Um levantamento realizado pelo Instituto de Pesquisa Económica Aplicada (Ipea) a pedido do Conselho Nacional de Justiça (CNJ), em 2015, revelou que a cada quatro ex-condenados um deles volta a ser condenado por algum crime no prazo de cinco anos, uma taxa de 24,4%.
Este número foi obtido a partir da análise de uma amostra de 817 processos em cinco estados - Alagoas, Minas Gerais, Pernambuco, Paraná, Rio de Janeiro - e considera apenas o conceito de que só reincide aquele que volta a ser condenado no prazo de cinco anos após cumprimento da pena anterior.
Além de incentivar a reincidência, a precariedade em que funcionam a maioria das prisões do país foi um fator chave para o nascimento das organizações criminosas brasileiras.
A maior delas, o Primeiro Comando da Capital (PCC), foi criado em 1992 depois de polícias militares terem invadido uma cadeia chamada popularmente de Carandiru, numa ação que terminou com a morte de 111 presos.

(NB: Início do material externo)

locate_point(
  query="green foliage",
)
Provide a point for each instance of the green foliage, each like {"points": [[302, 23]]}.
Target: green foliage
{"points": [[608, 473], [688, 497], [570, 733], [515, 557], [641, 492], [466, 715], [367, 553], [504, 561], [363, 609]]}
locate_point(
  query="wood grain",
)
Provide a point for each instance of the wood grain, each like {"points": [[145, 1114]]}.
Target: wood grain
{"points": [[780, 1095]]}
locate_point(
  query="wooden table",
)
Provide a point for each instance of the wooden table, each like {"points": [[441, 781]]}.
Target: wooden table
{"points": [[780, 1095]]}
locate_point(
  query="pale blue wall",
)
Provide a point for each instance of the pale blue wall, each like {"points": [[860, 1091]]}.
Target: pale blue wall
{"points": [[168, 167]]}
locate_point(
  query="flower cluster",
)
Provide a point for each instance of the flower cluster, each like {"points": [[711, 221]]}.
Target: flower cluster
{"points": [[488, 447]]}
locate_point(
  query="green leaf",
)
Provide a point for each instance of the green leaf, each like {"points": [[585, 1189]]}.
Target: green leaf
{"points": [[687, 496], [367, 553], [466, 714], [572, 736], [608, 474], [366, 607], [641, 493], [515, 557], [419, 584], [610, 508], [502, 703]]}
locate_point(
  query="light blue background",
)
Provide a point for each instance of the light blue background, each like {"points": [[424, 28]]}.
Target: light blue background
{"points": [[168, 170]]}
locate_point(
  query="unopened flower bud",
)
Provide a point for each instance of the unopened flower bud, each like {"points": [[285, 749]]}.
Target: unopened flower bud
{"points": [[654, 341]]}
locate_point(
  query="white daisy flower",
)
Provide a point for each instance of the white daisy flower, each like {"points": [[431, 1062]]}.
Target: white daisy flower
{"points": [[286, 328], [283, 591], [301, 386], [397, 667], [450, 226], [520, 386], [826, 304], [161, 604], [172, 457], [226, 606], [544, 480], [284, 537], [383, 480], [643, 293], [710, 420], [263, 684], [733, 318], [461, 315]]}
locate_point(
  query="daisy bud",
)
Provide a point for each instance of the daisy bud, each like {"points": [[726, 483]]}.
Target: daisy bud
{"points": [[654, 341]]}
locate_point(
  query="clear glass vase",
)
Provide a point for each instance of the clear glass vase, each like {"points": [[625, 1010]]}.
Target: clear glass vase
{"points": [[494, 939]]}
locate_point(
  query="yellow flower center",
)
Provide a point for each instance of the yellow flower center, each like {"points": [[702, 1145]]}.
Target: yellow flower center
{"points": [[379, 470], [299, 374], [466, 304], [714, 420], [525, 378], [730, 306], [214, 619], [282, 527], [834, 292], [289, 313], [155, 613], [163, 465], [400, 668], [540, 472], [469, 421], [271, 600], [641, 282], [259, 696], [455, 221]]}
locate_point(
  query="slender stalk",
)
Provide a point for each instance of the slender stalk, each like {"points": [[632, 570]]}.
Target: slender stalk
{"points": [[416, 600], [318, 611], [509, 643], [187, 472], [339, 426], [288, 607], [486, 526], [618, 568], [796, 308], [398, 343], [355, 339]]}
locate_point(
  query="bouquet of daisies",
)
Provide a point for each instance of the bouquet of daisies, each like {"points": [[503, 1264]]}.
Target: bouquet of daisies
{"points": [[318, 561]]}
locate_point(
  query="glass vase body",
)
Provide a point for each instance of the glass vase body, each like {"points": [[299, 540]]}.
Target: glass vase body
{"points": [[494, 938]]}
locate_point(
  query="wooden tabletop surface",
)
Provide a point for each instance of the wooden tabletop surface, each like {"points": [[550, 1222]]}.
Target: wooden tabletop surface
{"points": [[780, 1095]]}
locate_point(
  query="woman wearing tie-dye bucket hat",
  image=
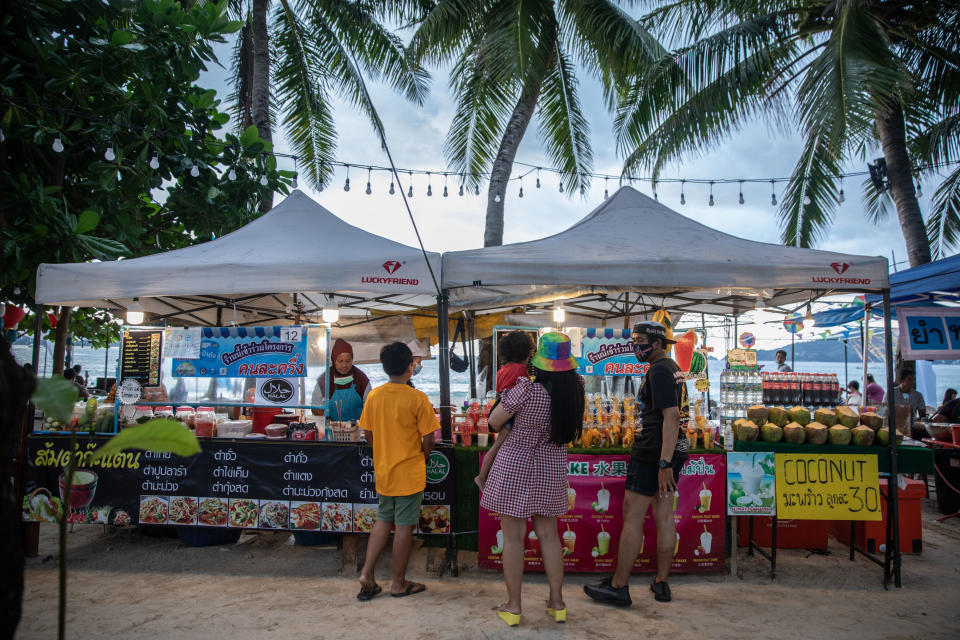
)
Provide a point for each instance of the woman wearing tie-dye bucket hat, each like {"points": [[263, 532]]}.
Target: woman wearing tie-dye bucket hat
{"points": [[529, 475]]}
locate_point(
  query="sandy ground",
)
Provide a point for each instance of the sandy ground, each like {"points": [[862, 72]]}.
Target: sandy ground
{"points": [[123, 585]]}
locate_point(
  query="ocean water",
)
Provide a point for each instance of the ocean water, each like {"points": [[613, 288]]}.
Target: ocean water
{"points": [[96, 361]]}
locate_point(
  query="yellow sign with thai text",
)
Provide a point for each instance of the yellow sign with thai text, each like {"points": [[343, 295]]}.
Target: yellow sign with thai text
{"points": [[827, 487]]}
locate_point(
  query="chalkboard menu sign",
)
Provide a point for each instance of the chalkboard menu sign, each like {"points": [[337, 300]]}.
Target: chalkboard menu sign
{"points": [[140, 356]]}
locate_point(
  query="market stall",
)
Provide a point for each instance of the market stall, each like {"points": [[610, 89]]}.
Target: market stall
{"points": [[632, 257], [235, 326]]}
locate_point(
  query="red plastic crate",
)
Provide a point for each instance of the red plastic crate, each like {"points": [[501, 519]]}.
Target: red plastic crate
{"points": [[871, 535], [791, 534]]}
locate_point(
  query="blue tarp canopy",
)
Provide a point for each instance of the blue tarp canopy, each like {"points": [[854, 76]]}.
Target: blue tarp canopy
{"points": [[929, 283]]}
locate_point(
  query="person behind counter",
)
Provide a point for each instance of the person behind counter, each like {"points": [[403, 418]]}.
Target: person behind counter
{"points": [[348, 388]]}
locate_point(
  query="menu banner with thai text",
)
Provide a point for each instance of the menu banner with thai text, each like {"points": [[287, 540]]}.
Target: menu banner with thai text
{"points": [[590, 530]]}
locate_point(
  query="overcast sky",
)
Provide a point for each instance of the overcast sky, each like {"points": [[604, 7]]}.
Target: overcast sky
{"points": [[416, 136]]}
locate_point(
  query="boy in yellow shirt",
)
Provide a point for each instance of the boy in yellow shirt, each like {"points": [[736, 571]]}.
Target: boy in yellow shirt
{"points": [[399, 424]]}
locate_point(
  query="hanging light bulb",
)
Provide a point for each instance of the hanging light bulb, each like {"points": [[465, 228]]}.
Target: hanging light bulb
{"points": [[331, 311], [559, 314], [135, 312]]}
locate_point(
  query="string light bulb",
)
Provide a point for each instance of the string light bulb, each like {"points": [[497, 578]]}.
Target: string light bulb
{"points": [[135, 312]]}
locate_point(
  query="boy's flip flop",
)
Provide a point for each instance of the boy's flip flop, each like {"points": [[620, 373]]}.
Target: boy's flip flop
{"points": [[412, 588], [367, 593]]}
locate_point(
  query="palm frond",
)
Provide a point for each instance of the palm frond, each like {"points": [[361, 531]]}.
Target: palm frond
{"points": [[307, 118], [483, 106], [563, 126], [943, 225]]}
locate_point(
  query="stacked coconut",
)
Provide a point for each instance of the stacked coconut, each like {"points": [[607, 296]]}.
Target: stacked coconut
{"points": [[837, 426]]}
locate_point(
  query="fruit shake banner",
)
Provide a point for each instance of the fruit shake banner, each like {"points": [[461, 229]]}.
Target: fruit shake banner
{"points": [[609, 352], [590, 530], [247, 352], [229, 484]]}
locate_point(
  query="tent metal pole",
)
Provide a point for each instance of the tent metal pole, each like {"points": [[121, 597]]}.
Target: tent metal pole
{"points": [[893, 514], [443, 335], [473, 359]]}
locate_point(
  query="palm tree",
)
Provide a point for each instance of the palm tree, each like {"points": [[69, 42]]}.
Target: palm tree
{"points": [[513, 59], [853, 75], [290, 61]]}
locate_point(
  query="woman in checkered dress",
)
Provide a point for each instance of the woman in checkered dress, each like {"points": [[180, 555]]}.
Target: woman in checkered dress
{"points": [[529, 475]]}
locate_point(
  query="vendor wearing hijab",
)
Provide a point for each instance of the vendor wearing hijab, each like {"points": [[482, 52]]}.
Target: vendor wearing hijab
{"points": [[418, 356], [348, 388]]}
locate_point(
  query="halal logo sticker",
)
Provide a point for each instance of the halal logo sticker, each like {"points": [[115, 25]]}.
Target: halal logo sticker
{"points": [[438, 467], [277, 390]]}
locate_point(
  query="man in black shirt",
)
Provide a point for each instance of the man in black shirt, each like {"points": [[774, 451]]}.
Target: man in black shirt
{"points": [[656, 458]]}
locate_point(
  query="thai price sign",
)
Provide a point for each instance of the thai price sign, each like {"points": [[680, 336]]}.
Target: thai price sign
{"points": [[827, 487], [929, 333], [590, 530], [291, 485], [751, 484], [247, 352], [608, 352]]}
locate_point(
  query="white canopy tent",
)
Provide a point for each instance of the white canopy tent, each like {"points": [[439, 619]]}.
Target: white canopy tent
{"points": [[298, 247], [632, 243]]}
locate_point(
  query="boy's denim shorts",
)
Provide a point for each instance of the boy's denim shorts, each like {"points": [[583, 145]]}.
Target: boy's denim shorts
{"points": [[400, 510]]}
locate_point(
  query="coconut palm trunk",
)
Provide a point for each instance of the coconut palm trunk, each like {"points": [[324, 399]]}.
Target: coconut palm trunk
{"points": [[893, 140], [503, 164], [261, 80]]}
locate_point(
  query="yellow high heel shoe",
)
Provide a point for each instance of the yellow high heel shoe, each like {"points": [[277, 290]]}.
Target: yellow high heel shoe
{"points": [[512, 619]]}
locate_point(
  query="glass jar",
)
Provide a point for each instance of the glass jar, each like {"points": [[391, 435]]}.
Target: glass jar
{"points": [[205, 422], [186, 415]]}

O PCC foi uma resposta dos detidos aos maus tratos sofridos nas cadeias, mas em poucos anos transformou-se no principal grupo de tráfico de drogas do Brasil.
O Comando Vermelho (CV), do Rio de Janeiro, foi criado a partir do contacto entre os presos políticos e os assaltantes de bancos na década de 1970, reunidos no Instituto Penal Cândido Mendes na Ilha Grande, no município de Angra dos Reis, Rio de Janeiro.
A convivência entre estes grupos ensinou os presos a organizarem-se em torno destes, com as suas próprias regras, a fim de resistir aos abusos cometidos pelo Estado.
Em pouco tempo, o CV começou a atuar no rentável mercado das drogas, tomando também o controlo das comunidades pobres do Rio de Janeiro.
Já a fação Família do Norte (FDN) foi fundada por traficantes do Amazonas em meados dos anos 2000 para conter a tentativa do grupo de São Paulo PCC de monopolizar o comércio de drogas no norte do país, importante área de escoamento de cocaína para a Europa.
Como o comando da vida dentro das cadeias ajuda a recrutar os chamados "soldados do tráfico" para atuar fora das prisões e os interesses comerciais destes grupos chocaram, eles decretaram uma guerra que motivou os recentes massacres dentro das prisões do país.
Em outubro de 2016, dez presos foram mortos numa cadeia de Roraima, oito numa unidade prisional de Rondônia e outros quatro no Acre.
Este mês, uma rebelião no Complexo Penitenciário Anísio Jobim, no Amazonas, causada pela rivalidade entre o PCC e a FDN terminou com 56 assassínios e mais três corpos foram encontrados uma semana depois.
Quatro presos morrem na Unidade Prisional de Puraquequara (UPP), e outros quatro na cadeia de Raimundo Vidal Pessoa, também no Amazonas.
Grandes motins realizados em cadeias de Boa Vista, capital de Roraima, e em Natal, capital do Rio Grande do Norte, terminaram, respetivamente, com 33 e 26 presos mortos.
Questionado sobre a ação do Governo brasileiro para reprimir o tráfico de drogas internacional, Mário Bonsaglia lembrou que o país tem milhares de quilómetros de fronteiras que torna a fiscalização difícil.
O subprocurador-geral da República realçou também que o tráfico internacional é um problema que precisa ser debatido pelo Brasil e outros países do mundo.
Apesar de não ter uma opinião formada sobre a legalização do consumo, elemento importante que se relaciona com a eficácia da política de combate às drogas aplicada no Brasil, reconheceu que é um debate importante.
"O facto é que este problema [das drogas] tem ligação com todo a questão prisional já que não há dúvidas de que estas organizações criminosas têm no tráfico a sua principal fonte de renda", concluiu.